SINGAPORE - Negative sentiment over the latest slew of soft Chinese economic data and uncertainty over whether the US Federal Reserve will raise rates this week sidelined investors, while the ruling party's landslide victory didn't translate into optimism for local shares.

The benchmark Straits Times Index slipped 0.5 per cent at the opening bell on Monday - the first trading day after the general election (GE) - and stayed in negative territory for the most part, closing down 16.56 points or 0.6 per cent to 2,871.47.

Laggards include DBS Bank, which lost 0.6 per cent or 10 cents to S$17.62, Noble Group, which shed 6.9 per cent or 3.5 cents to 47.5 cents, and City Developments, which fell 2 per cent or 17 cents to S$8.18.

Penny plays ruled in a thin trading day, with SinoCloud Group plunging 33.3 per cent or 0.1 cent to 0.2 cents, with 133.6 million shares traded; Ezra Holdings slipped 3.2 per cent or 0.4 cent to 12.3 cents, with 85.2 million shares traded and airport solutions provider Stratech Group plunging 14.5 per cent or 0.8 cent to 4.7 cents, with 53.4 million shares traded.

"If before the GE there was no rally, then after GE, there is also no rally. Most people expected the PAP to win. The question is by what margin and how many seats the opposition will get. The stock market will react only if there is a real possibility of political instability, which there isn't. Markets tend to be globally driven, not by local politics," remisier Desmond Leong said.

Investors instead were focused on this week's long-awaited and key Fed rate decision with sentiment cautious ahead of the announcement on Friday morning, Singapore time. The decision is seen as too close to call with economists and pundits split down the middle on whether the Fed will raise rates on Sept 17.

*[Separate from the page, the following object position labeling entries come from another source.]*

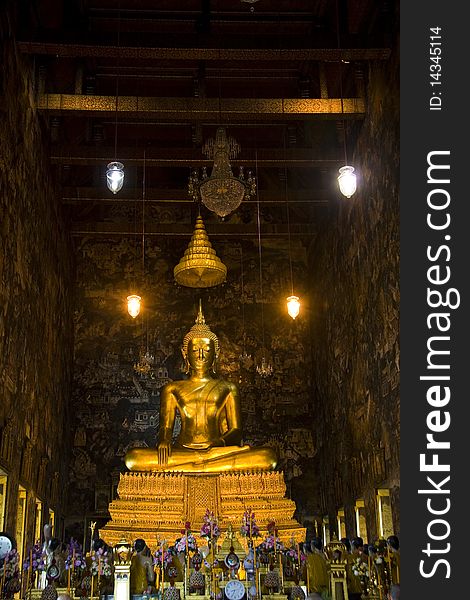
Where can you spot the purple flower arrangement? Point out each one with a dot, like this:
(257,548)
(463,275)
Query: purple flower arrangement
(210,529)
(167,557)
(75,559)
(180,545)
(100,563)
(292,555)
(10,568)
(269,543)
(34,559)
(249,527)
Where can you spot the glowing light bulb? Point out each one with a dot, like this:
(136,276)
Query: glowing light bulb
(293,306)
(115,177)
(347,181)
(133,305)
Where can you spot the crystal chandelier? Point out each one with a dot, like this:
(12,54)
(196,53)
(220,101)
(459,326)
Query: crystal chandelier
(221,192)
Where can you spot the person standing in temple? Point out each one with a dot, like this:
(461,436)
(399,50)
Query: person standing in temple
(318,581)
(394,546)
(142,574)
(355,588)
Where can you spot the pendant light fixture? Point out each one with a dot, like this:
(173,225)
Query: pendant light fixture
(133,305)
(115,169)
(293,301)
(347,178)
(134,301)
(263,363)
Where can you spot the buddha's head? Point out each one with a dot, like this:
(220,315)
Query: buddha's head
(200,345)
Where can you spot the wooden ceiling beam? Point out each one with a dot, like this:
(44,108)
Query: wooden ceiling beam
(80,195)
(192,157)
(59,50)
(207,109)
(220,230)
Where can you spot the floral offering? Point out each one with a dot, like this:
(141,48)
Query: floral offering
(10,567)
(167,557)
(34,559)
(187,542)
(269,543)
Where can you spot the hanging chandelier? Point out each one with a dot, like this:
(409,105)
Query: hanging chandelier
(221,192)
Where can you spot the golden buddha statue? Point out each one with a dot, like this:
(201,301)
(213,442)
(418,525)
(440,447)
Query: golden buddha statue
(211,432)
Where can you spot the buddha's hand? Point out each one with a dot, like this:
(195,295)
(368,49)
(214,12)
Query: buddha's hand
(164,451)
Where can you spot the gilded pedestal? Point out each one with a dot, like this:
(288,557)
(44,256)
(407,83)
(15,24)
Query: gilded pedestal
(154,506)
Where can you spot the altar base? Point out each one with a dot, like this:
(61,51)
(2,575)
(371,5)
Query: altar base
(155,506)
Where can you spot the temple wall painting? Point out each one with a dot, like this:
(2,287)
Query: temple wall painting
(115,407)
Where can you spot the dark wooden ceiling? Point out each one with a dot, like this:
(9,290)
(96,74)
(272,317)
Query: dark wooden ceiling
(139,80)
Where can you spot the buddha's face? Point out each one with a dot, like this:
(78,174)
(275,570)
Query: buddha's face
(201,353)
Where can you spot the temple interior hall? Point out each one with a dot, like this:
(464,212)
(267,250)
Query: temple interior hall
(229,121)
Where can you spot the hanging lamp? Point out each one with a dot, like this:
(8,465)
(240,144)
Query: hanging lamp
(200,267)
(133,305)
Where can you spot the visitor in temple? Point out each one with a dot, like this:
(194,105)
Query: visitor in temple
(142,573)
(317,569)
(394,546)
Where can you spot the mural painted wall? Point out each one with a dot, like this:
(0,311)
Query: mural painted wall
(36,285)
(115,407)
(355,266)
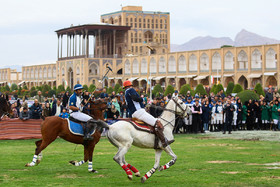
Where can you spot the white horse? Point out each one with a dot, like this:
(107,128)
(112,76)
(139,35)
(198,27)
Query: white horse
(122,135)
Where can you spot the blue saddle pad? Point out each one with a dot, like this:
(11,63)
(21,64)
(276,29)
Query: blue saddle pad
(76,128)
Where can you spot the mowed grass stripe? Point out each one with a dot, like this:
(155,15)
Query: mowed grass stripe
(202,161)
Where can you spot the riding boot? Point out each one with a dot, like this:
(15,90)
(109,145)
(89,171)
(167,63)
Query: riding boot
(159,133)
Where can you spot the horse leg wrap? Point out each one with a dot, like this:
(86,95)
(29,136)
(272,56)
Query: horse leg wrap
(34,160)
(132,168)
(89,166)
(127,170)
(150,173)
(79,163)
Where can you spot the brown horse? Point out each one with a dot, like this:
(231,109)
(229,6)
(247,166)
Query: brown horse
(55,126)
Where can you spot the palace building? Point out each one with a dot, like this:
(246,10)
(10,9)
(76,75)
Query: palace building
(136,45)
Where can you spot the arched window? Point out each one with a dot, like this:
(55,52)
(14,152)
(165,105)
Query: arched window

Citi Research said in a note on Monday volatility is expected to remain high across asset classes as investors await the US Fed decision.

"Low market expectations of a September Fed lift-off has helped risk assets over last few sessions. But, it is unlikely that market positioning will turn significantly bullish ahead of the event," Citi said.

Remisier Alvin Yong said: "Participants are mentally prepared for a rate hike this week, so if it doesn't happen, it's a bonus. If it happens, the market may take it in stride," he said.

Meanwhile, China's fixed-asset investment rose at the slowest pace in 15 years and industrial production continued to drift lower, while August retail sales topped projections, reports published over the weekend showed.

Despite soft Chinese economic data reinforcing fears of a harder than expected landing, traders say this is offset by hopes that Beijing will likely implement further stimulus measures to support the economy including more reserve requirement ratio cuts and lending rate cuts.

"However, more monetary policy easing is likely to be targeted at keeping liquidity conditions at a comfortable level, rather than providing more direct impulse to economic growth," IG Market analyst Bernard Aw said.